The third Arab erupted again, verbally and physically. He popped out of his chair spewing a torrent of Arabic or whatever, and simultaneously grabbing for Fazal’s throat, his intention undoubtedly being to throttle him, which Hoffman discouraged by kneeing him in the balls.

“Sit down,” Hoffman said. “You got anything to say, say it in English. Otherwise shut the fuck up and let your pals here explain the situation. You think you got that? Or would you like another nut-shot?”

“Your heads will be cut off,” the Arab said, glaring at his compatriots, his hands clutched between his legs.

“If that’s all you got to say. don’t say anything at all,” Hoffman warned.

“You are both fools,” he said to the other two.

“Then you remain silent if you wish,” Fazal said. “This is the police here! You are the fool, Zahir.”

“Let’s hear it,” Farmer said.

Another silence.

Reardon thought for a moment they’d lost it.

Then Fazal said. “A messenger from our prince was killed last Sunday.”

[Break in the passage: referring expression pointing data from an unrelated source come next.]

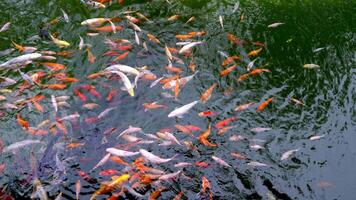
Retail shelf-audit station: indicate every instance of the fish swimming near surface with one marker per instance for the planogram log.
(179, 112)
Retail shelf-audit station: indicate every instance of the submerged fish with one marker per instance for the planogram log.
(287, 154)
(21, 144)
(153, 158)
(311, 66)
(179, 112)
(121, 153)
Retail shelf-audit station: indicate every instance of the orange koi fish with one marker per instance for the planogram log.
(118, 160)
(254, 52)
(22, 122)
(199, 33)
(68, 80)
(91, 57)
(80, 95)
(203, 138)
(54, 66)
(175, 70)
(56, 86)
(243, 107)
(107, 29)
(264, 104)
(121, 56)
(153, 105)
(183, 129)
(153, 38)
(225, 122)
(74, 145)
(230, 59)
(207, 94)
(227, 70)
(184, 37)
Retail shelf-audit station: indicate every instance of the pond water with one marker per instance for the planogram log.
(305, 102)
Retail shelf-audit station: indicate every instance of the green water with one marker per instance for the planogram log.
(321, 169)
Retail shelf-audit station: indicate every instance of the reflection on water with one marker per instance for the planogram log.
(309, 122)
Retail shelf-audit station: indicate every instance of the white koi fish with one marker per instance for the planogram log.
(121, 153)
(153, 158)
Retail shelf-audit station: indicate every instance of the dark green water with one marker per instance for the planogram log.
(321, 169)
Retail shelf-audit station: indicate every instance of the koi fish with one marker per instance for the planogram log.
(121, 153)
(230, 59)
(102, 161)
(190, 20)
(225, 122)
(107, 29)
(207, 113)
(187, 47)
(5, 27)
(24, 49)
(77, 189)
(173, 18)
(203, 138)
(91, 57)
(59, 43)
(123, 68)
(22, 122)
(127, 83)
(166, 177)
(243, 107)
(227, 70)
(107, 187)
(220, 161)
(56, 86)
(264, 104)
(153, 158)
(21, 59)
(274, 25)
(21, 144)
(108, 172)
(153, 105)
(254, 52)
(252, 73)
(179, 112)
(316, 137)
(54, 66)
(287, 154)
(311, 66)
(207, 94)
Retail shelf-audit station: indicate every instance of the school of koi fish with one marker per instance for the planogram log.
(47, 87)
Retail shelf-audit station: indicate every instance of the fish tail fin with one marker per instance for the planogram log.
(17, 46)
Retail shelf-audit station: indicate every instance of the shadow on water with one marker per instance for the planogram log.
(321, 169)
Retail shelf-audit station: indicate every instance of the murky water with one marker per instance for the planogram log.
(320, 169)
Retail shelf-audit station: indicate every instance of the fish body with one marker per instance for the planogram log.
(179, 112)
(124, 69)
(287, 154)
(264, 104)
(275, 25)
(20, 144)
(220, 161)
(207, 94)
(311, 66)
(127, 83)
(21, 59)
(121, 153)
(5, 27)
(153, 158)
(166, 177)
(187, 47)
(94, 21)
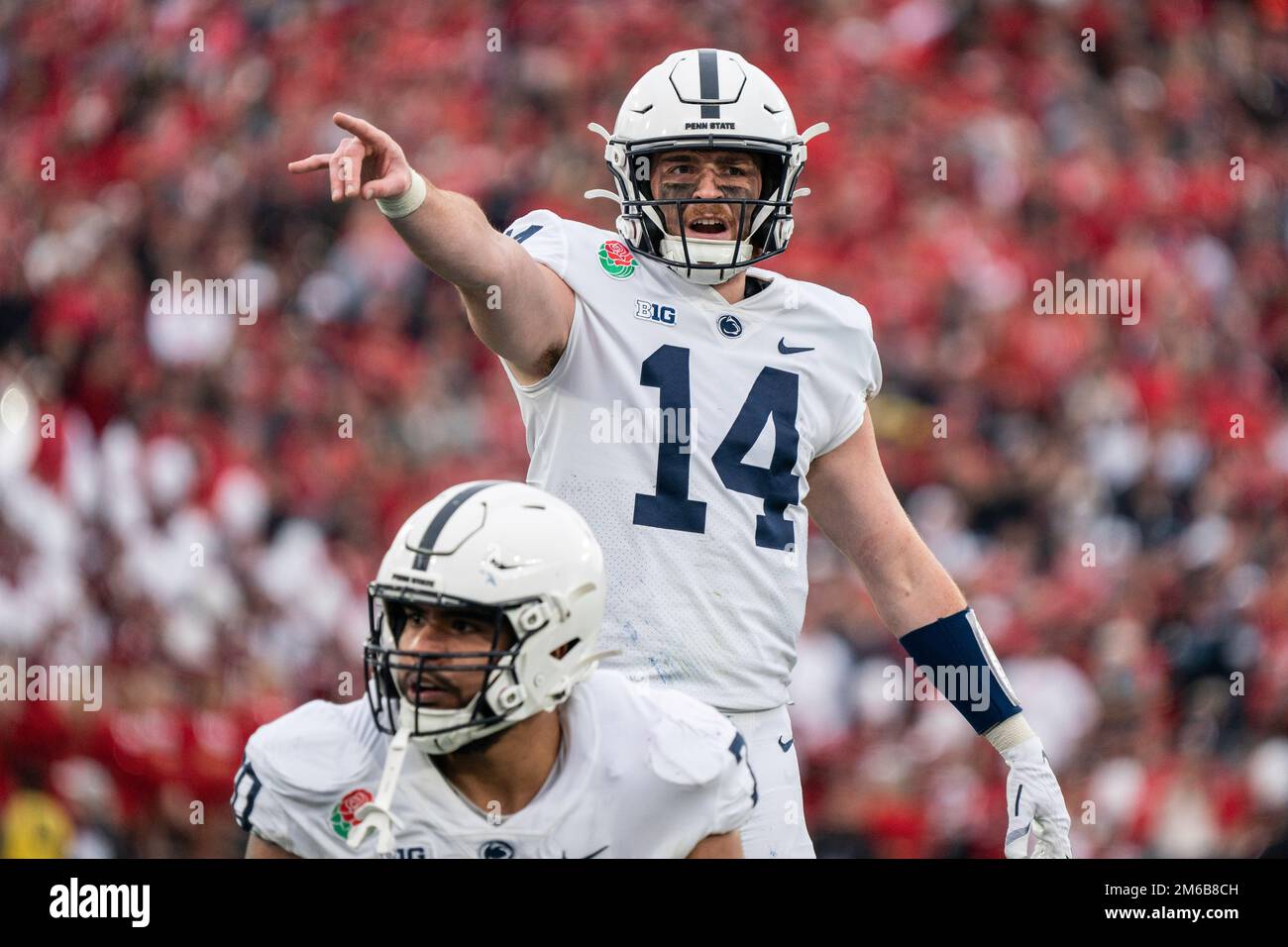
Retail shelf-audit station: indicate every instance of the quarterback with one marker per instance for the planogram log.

“Where?” Reardon said at once.

“At the airport,” Fazal said. “Coming off the plane from Washington.”

“What was his name, this messenger?”

“Amin Abbas.”

“Get on the phone,” Farmer said to Gianelli. “How do you spell that?” he asked Fazal.

“A-M-I-N,” Fazal said. “A-B-B-A-S.”

“Have you got that?” Farmer said. “Amin Abbas, run an airlines check.”

“Who killed him?” Reardon said.

“Enemies within our government,” Anwar said.

“Who?” Reardon said. “Give me names.”

“I have no individual names. It was a group called Order of the Holy Crusade.”

“What were you doing at the airport?” Hoffman asked.

“We were there to meet him,” Fazal said.

“We saw him fall...” Anwar said.

Zahir was shaking his head. And massaging his groin.

“Detective Gianelli, Fifth Squad,” Gianelli said into the phone. “Run this through your computer for me, will you?”

“So many policemen,” Fazal said.

“We could not get to him.”

“Guy named Amin Abbas.” Gianelli said. “Where he was coming from, where he was headed, the complete ticketing. I’ll wait.”

“We followed the ambulance...”

“First to one hospital, then to another...”

“And finally took possession of his body.”

“Why’d you want his body?” Farmer asked.

“He was carrying the timetable,” Fazal said.

“What timetable?” Reardon asked.

“He should have had it in his possession. But it was gone. There was nothing in his pockets.”

“What timetable?” Reardon asked again.

Zahir erupted in Arabic again. This time he didn’t come up off the bench. He simply said the words softly and menacingly, a short warning meant to silence his pals once and for all. He accompanied this with a stare designed to turn their blood to shit. Neither the words nor the stare worked.

“A timetable that fell into the wrong hands,” Fazal said.

“Whose hands?” Reardon asked at once.

“A man named Peter Dodge.” Fazal said.

“Marvelous, tell them everything,” Zahir suddenly said in English.

“Shut up,” Hoffman said. “What about Dodge?”

“I just told you,” Fazal said. “He got possession of the timetable.”

“What damn timetable?” Reardon said.

“An important timetable,” Anwar said.

“For what?” Farmer asked.

“I don’t know,” Fazal said. “We were only told to get it back.”